• Question: What are bones made out of?

    Asked by jabber8 to Aime, Akshat, Diana, Gemma, Judith on 23 Jun 2011.
    • Photo: Judith McCann

      Judith McCann answered on 21 Jun 2011:


      Bones are made out of collagen fibres with a ceramic called hydroxy apaptite(HA) surrounding them, they contain blood vessels and three kinds of cells, osetoblast, osteocytes and osteoclasts. One breaks down ceramic HA by making acid, one creates new HA and the other detects pressure.

      This is done so if you use your bones more (put them under more pressure) they grow to be denser, which is one fo teh reasons that bones get weaker with age (if your using them less they loose density!)

    • Photo: Gemma Sharp

      Gemma Sharp answered on 21 Jun 2011:


      Bones have to be strong, but they also have to be lightweight, so they have a light, honeycomb-like core made from bone tissue (or osseous tissue if you want to be really scientific about it).

      Bones also contain cartilage, bone marrow (a flexible tissue that makes new blood cells), nerves, blood vessels, and two layers of connective tissue on the outside of bones called the endosteum and the periosteum.

      Thanks for the question, it’s a good un 🙂

    • Photo: Akshat Rathi

      Akshat Rathi answered on 23 Jun 2011:


      Nice answers both of them.

      I’ll elaborate what Gemma meant by a honeycomb structure.
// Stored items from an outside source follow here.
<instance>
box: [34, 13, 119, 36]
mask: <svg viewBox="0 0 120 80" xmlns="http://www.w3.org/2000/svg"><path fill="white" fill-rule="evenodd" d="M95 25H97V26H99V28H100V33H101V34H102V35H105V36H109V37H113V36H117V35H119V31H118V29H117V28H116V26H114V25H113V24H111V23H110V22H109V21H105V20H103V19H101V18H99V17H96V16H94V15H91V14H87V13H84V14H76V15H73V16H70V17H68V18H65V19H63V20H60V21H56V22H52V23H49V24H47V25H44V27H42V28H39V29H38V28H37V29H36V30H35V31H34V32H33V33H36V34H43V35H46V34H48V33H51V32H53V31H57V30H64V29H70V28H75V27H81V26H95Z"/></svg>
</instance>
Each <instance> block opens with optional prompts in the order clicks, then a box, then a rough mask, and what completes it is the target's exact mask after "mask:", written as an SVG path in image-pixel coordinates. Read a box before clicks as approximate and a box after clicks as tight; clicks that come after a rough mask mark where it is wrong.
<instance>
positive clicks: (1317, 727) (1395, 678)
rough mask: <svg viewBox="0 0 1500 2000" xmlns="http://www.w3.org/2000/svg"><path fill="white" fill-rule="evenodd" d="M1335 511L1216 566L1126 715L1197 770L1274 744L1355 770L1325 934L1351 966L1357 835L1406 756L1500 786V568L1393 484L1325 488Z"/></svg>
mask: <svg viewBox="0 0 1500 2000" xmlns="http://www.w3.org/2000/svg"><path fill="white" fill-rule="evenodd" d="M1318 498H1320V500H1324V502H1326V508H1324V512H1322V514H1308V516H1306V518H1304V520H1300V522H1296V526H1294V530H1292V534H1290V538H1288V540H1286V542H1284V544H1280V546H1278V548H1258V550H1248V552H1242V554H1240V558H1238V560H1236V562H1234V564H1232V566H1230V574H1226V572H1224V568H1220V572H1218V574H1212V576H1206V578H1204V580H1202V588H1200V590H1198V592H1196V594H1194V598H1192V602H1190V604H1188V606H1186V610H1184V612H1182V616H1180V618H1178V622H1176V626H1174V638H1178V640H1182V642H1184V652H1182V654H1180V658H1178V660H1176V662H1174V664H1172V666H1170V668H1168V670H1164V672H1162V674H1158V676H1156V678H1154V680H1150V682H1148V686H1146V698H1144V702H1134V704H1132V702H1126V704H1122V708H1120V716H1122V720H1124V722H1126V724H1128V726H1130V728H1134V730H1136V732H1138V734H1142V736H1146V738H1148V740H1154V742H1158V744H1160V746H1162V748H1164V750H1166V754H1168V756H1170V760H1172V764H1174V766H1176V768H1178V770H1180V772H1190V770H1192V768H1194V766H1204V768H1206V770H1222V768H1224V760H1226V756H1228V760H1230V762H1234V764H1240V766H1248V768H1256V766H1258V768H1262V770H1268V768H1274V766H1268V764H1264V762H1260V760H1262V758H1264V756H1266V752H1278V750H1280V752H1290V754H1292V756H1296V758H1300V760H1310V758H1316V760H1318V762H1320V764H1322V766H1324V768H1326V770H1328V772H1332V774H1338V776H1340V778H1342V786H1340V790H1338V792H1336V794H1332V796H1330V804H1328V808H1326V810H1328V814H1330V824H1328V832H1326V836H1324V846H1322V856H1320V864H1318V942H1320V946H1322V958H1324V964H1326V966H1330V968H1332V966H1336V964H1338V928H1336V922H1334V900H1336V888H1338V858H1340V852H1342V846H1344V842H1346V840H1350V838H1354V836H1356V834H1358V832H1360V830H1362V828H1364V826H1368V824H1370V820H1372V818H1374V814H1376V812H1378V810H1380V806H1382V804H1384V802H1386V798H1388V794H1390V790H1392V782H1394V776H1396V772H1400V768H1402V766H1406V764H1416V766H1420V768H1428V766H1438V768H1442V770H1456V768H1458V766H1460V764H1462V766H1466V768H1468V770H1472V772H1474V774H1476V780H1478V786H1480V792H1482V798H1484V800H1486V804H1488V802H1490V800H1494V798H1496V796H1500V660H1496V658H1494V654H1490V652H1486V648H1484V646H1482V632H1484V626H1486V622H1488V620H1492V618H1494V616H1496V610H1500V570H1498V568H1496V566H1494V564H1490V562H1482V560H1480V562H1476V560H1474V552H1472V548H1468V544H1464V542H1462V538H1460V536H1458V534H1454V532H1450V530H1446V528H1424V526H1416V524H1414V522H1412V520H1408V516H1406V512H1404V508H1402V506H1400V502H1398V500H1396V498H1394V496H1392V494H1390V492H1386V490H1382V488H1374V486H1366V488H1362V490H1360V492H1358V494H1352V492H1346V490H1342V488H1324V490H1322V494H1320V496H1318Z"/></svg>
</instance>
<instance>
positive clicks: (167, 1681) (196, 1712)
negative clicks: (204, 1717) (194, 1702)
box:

It looks something like this http://tomastomas108.wordpress.com/page/14/ when seen through a microscope. The structure allows for a lot of empty space and yet because of what the bone is made out of this structure is very strong. Strong enough to take an immense amount of load. So much so that the world record for lifting heavy weights is well over 400 kg (approximately 10 school students!!).